Additionally, the industry’s technology innovations, such as decentralized clinical trials, raise questions about how companies can blend inclusivity goals with data collection capabilities. While decentralized clinical trials are promoted as a solution for recruitment, the FDA’s expectations regarding data integrity, patient monitoring, and privacy in these trials remain unclear.
Despite these challenges, pharma companies are advised to “stay the course” with their diversity plans and strategies while the FDA’s new leadership settles in. Companies can continue to proactively submit diversity plans and maintain their strategies to ensure that the science does not stop.
While the FDA’s draft guidance on clinical trial diversity provides a roadmap for crafting inclusion plans, its fate remains uncertain following the agency’s rejection of the guidance. As pharma companies navigate the regulatory uncertainties and challenges, it is crucial for them to balance the need for flexibility with the risk of additional review or delays in submissions.
Ultimately, the commitment to diversity and inclusion in clinical trials remains strong within the pharma industry, despite the regulatory complexities and uncertainties. Companies must continue to prioritize diversity in their research and development efforts to improve health outcomes and drive innovation in the field.
The FDA’s proposed guidance on promoting clinical trial diversity may be at risk of being scrapped, leaving companies without clear instructions on how to meet requirements mandated by the DEPICT Act. This act, passed in 2022, aims to increase diversity in clinical trials and represents a step towards stronger enforcement. However, the effectiveness of this mandate will depend on how rigorously the FDA monitors compliance and addresses non-adherence.
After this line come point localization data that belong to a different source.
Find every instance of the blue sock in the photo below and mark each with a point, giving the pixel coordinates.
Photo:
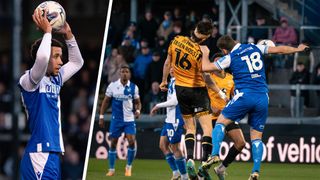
(217, 138)
(131, 153)
(257, 151)
(170, 161)
(112, 158)
(181, 163)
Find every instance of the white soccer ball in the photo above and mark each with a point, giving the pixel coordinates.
(266, 42)
(56, 14)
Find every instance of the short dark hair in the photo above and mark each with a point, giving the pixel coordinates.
(226, 42)
(36, 44)
(204, 28)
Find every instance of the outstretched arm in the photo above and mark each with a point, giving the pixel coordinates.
(75, 59)
(29, 81)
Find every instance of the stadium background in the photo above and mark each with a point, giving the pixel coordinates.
(293, 122)
(87, 20)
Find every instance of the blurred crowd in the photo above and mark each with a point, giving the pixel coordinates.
(143, 46)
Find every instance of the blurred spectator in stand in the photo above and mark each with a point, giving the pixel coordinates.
(191, 20)
(211, 42)
(154, 70)
(148, 28)
(259, 33)
(307, 58)
(161, 47)
(127, 50)
(139, 69)
(178, 16)
(166, 25)
(300, 76)
(113, 64)
(316, 81)
(214, 14)
(284, 35)
(151, 98)
(177, 30)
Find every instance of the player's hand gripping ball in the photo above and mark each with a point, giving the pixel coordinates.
(56, 14)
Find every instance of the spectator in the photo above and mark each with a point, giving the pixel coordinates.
(257, 34)
(151, 98)
(154, 70)
(148, 28)
(166, 26)
(300, 76)
(139, 69)
(127, 50)
(285, 34)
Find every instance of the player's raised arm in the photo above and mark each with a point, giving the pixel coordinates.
(165, 73)
(206, 64)
(286, 49)
(75, 59)
(42, 56)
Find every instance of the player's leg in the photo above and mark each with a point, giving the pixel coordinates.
(115, 131)
(257, 119)
(234, 132)
(130, 131)
(164, 146)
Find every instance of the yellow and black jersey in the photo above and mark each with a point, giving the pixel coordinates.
(186, 62)
(227, 85)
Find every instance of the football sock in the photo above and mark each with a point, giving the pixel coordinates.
(131, 153)
(181, 163)
(232, 154)
(189, 141)
(217, 137)
(112, 158)
(257, 151)
(171, 162)
(206, 147)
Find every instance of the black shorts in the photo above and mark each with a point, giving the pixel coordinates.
(192, 100)
(233, 125)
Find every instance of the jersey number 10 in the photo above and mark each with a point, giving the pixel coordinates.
(254, 63)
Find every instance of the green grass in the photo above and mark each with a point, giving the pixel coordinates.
(158, 169)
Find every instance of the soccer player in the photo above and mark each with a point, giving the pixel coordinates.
(126, 106)
(40, 90)
(225, 82)
(171, 132)
(184, 56)
(246, 64)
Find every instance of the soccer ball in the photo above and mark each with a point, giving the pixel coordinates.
(56, 14)
(266, 42)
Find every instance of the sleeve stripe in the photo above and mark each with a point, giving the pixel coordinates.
(218, 66)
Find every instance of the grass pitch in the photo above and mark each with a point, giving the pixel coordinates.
(159, 169)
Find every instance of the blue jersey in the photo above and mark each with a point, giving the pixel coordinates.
(173, 112)
(122, 100)
(43, 113)
(247, 67)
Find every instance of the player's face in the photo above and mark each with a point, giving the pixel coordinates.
(55, 61)
(125, 74)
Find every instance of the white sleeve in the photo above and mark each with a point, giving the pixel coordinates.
(75, 60)
(109, 90)
(171, 102)
(224, 62)
(30, 80)
(263, 48)
(136, 92)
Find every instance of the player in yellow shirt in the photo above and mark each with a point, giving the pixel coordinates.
(225, 82)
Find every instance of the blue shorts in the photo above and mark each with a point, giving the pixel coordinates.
(118, 127)
(253, 104)
(40, 165)
(173, 134)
In the absence of clear guidance from the FDA, it is crucial for companies to prioritize inclusivity in their clinical trials. One way to do this is by solidifying recruitment strategies, such as forging stronger ties with community organizations to boost trust and access, and leveraging digital tools and tailored outreach plans to reach different patient populations. Creating monitoring and reporting metrics to measure recruitment success and publishing this data can drive accountability and continuous improvement.
Pharmaceutical companies should also invest in training for cultural competencies, design patient-centric trials, and make diversity a core value in their company ethos. When conducting global trials, sponsors can take guidance from other regulators, such as the U.K.’s Health Research Authority and Medicines and Healthcare Products Regulatory Agency, which have published draft guidance and are piloting a program for submitting inclusion plans.
Engaging with the FDA can also help shape future diversity rules and regulations. At a recent conference, company leaders expressed their commitment to diversity goals, even in the absence of clear guidance from the FDA. While it may take some time for the dust to settle from changes at the FDA, companies are determined to continue their efforts towards promoting diversity in clinical trials.
In conclusion, the industry remains committed to diversity goals, with or without FDA guidance. There is still much work to be done, but the dedication to inclusivity and diversity in clinical trials is unwavering. By prioritizing recruitment strategies, training, and accountability, companies can continue to make progress towards more diverse and representative clinical trials.